My problem is that I want all variables to have the same importance. Is there a way to do this? I was thinking of scaling the variables in a different way but I don't know how to scale them in order to give them the same importance.

Eva
  • 81
  • 4

3 Answers3

8

You cannot really use k-means clustering if your data contains categorical variables since k-means uses Euclidian distance which will not make a lot of sense with categorical variables. Check out the answers to this similar question.

You can use the following rules for performing clustering with k-means or one of its derivates:

If your data contains only metric variables:

Scale the data and use k-means (R) (Python).
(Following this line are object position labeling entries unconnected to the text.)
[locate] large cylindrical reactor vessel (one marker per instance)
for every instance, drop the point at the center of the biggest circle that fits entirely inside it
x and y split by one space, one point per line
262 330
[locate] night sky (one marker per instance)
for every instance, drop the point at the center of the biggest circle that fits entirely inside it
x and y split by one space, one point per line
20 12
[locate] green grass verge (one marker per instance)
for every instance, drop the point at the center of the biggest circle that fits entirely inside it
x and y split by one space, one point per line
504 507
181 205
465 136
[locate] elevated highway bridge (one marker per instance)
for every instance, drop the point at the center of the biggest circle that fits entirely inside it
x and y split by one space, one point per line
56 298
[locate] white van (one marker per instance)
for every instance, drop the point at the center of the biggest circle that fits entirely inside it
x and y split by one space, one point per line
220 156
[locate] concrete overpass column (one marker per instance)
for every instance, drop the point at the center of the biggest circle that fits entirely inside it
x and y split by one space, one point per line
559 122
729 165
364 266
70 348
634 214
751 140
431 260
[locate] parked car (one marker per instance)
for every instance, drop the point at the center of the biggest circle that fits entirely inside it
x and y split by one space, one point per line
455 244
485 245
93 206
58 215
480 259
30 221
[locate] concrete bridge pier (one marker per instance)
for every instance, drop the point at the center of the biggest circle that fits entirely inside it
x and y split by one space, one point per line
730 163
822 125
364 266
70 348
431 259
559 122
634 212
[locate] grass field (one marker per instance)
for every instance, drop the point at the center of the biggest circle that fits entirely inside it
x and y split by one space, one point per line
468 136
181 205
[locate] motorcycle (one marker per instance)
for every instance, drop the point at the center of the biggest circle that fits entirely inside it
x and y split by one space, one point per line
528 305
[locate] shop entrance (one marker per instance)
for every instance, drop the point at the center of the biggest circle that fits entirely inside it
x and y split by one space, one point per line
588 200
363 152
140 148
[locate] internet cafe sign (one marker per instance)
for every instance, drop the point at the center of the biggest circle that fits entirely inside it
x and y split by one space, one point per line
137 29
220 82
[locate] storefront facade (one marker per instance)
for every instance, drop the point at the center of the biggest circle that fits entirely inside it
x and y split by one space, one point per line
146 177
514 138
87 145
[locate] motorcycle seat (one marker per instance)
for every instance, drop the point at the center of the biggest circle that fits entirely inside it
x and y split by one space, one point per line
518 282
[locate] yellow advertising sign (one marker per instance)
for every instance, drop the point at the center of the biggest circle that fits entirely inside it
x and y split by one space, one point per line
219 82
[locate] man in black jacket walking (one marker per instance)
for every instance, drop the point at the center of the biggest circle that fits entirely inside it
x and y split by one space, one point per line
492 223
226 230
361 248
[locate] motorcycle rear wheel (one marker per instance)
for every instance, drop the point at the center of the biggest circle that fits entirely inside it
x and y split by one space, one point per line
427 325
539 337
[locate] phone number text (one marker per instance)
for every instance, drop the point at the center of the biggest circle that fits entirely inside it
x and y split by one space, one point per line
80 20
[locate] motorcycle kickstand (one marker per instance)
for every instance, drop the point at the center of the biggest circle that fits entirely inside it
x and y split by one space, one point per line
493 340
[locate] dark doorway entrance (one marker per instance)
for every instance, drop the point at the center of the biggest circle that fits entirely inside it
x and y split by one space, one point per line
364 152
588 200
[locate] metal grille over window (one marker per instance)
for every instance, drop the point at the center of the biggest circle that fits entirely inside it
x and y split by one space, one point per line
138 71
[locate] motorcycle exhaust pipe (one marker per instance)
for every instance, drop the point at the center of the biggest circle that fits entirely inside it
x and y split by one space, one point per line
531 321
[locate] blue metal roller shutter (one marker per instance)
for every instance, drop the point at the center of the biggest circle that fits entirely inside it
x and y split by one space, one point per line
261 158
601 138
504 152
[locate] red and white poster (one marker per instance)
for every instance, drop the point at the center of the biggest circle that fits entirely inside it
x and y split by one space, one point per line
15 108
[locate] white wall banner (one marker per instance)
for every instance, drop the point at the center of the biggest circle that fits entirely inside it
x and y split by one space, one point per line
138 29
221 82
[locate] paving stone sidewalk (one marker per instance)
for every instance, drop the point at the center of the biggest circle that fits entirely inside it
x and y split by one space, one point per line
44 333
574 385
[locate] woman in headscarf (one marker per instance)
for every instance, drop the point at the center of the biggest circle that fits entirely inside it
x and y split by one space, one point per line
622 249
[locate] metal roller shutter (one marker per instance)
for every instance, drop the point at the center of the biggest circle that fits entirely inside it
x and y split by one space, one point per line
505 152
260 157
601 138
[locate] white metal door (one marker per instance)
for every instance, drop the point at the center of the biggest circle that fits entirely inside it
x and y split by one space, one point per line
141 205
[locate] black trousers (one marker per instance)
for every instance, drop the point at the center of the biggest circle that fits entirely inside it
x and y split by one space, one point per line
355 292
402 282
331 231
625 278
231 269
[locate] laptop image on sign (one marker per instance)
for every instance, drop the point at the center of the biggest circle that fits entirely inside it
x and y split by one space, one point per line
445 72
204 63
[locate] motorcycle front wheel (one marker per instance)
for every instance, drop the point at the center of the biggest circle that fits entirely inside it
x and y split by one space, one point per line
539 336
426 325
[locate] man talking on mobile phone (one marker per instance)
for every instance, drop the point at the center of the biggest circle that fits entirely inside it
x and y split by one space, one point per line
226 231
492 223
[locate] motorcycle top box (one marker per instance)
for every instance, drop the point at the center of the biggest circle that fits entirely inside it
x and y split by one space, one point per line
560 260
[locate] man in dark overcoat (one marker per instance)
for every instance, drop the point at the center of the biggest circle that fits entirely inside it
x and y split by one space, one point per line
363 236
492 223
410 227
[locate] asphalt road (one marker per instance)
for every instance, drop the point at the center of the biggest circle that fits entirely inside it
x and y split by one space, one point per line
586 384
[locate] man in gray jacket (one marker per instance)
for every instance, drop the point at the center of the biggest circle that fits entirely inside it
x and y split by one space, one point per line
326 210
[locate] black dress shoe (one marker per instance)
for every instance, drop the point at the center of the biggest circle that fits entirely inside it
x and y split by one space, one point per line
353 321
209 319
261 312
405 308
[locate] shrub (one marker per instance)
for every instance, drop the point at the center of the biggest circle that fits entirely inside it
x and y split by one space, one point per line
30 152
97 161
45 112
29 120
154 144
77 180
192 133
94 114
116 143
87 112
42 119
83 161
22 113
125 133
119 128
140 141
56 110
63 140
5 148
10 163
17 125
If your data contains only categorical variables:

Use k-modes (R) (Python).

If your data contains categorical and metric variables:

Scale the metric variables and use k-prototypes (R) (Python).

georg-un
  • 1,231
  • 9
  • 21
3

Clearly the objective function uses a sum over the features.

So if you want to increase the importance of a feature, scale it accordingly. If you scale it by 2, the squares grow by 4. So you have increased the weight.

However, I would just not use k-means for one-hot variables. The mean is for continuous variables, minimizing the sum of squares on a one-hot variable has weird semantics.

Has QUIT--Anony-Mousse
  • 7,999
  • 1
  • 14
  • 31
3

You cannot use k-means clustering algorithm, if your data contains categorical variables and k-modes is suitable for clustering categorigal data. However, there are several algorithms for clustering mixed data, which actually are variations\modifications of the basic ones. Please check the following paper:

"Survey of State-of-the-Art Mixed Data Clustering Algorithms", Amir Ahmad and Sheorz Khan, 2019.